Patients who discontinued narcotic use within 3 days or less were more likely to have knowledge of proper disposal techniques (p=0.029). No other demographic factors, preoperative questionnaire, or surgical characteristics were associated with number of days or amount of narcotic medication required. When analyzing our cohort we noted that 56.5% of patients required 10 narcotic pain pills or less. All patients undergoing hip arthroscopy were prescribed 60 tablets. This led to a total of 1071 narcotic tablets unused out of a total of 1380 prescribed (77.6%). Only 34.8% of patients knew how to properly dispose of unused narcotics.

On average, patients required 13.4 ± 17.4 narcotic pills per hip arthroscopy. The median number of pills required for per procedure postoperatively was 6 (25th percentile: 3, 75th percentile 15).

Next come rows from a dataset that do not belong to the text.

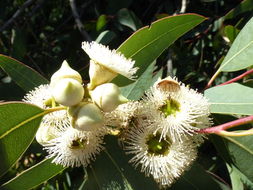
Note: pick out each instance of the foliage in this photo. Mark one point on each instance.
(46, 33)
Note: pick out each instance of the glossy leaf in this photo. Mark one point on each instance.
(240, 54)
(23, 75)
(33, 176)
(129, 19)
(18, 125)
(241, 151)
(194, 179)
(135, 90)
(244, 6)
(231, 32)
(231, 99)
(238, 179)
(145, 45)
(105, 37)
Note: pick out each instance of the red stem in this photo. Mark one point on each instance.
(228, 125)
(237, 78)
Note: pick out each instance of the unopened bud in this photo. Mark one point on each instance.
(45, 133)
(108, 97)
(86, 116)
(68, 92)
(99, 75)
(168, 84)
(65, 72)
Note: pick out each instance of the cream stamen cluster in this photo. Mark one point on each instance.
(159, 130)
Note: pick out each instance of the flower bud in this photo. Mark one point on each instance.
(99, 75)
(108, 97)
(86, 116)
(168, 84)
(68, 92)
(45, 133)
(65, 72)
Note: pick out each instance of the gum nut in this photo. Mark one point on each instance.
(87, 117)
(99, 75)
(65, 72)
(68, 92)
(108, 97)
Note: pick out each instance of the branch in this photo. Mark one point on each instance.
(78, 21)
(16, 14)
(237, 78)
(220, 129)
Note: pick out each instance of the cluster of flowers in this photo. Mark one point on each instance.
(159, 130)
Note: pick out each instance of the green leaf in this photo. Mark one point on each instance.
(241, 151)
(145, 45)
(23, 75)
(238, 179)
(105, 37)
(135, 90)
(231, 32)
(101, 22)
(244, 6)
(231, 99)
(194, 179)
(19, 43)
(34, 176)
(18, 125)
(129, 19)
(240, 54)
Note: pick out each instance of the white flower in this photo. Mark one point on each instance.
(75, 148)
(41, 97)
(122, 115)
(163, 158)
(106, 64)
(176, 108)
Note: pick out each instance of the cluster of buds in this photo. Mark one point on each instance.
(85, 110)
(160, 129)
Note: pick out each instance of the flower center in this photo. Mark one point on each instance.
(171, 107)
(157, 146)
(78, 143)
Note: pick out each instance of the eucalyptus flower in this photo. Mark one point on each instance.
(162, 157)
(106, 64)
(175, 108)
(75, 148)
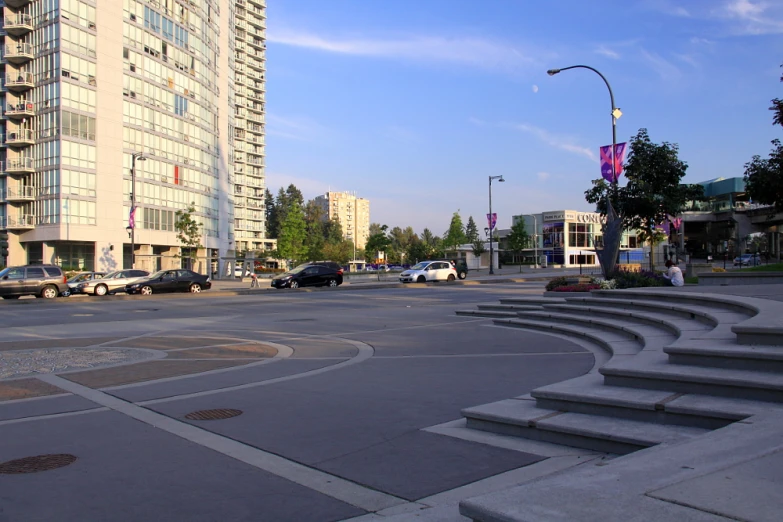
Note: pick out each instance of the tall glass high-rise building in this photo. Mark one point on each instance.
(87, 86)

Prescribing 25 pills would meet the narcotic needs of greater than 85% of patients and decrease the number of unused narcotics by two-thirds.

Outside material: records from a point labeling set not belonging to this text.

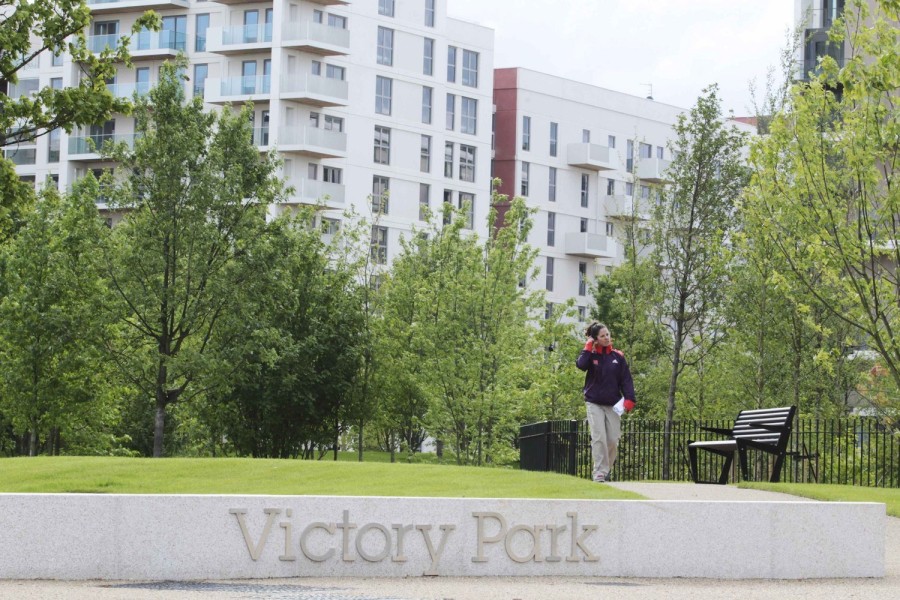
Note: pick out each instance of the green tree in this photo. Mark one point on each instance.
(194, 192)
(692, 223)
(824, 190)
(52, 375)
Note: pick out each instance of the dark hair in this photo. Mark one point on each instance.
(593, 330)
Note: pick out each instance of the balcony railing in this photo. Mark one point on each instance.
(316, 38)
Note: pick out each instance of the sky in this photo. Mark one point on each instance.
(677, 46)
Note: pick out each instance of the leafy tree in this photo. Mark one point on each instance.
(52, 375)
(693, 221)
(194, 192)
(824, 188)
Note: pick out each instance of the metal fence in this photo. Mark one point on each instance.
(853, 450)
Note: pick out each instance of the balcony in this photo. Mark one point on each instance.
(239, 39)
(86, 148)
(313, 192)
(653, 170)
(316, 38)
(102, 7)
(315, 90)
(620, 206)
(313, 141)
(237, 90)
(589, 245)
(592, 156)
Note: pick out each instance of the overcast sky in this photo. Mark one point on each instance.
(678, 46)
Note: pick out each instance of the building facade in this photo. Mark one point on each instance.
(382, 106)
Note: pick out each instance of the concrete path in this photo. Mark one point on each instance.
(460, 588)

•Physician over-prescription of narcotics following hip arthroscopy remains a serious concern.
•Reducing the number of prescribed narcotic tablets to 25 would meet the post-operative pain demands of over 85% of hip arthroscopy patients.
•A small percentage of patients are aware of proper narcotic disposal techniques, more judicious post-operative prescribing patterns and patient education may help minimize physician contribution to opioid misuse, overuse and diversion.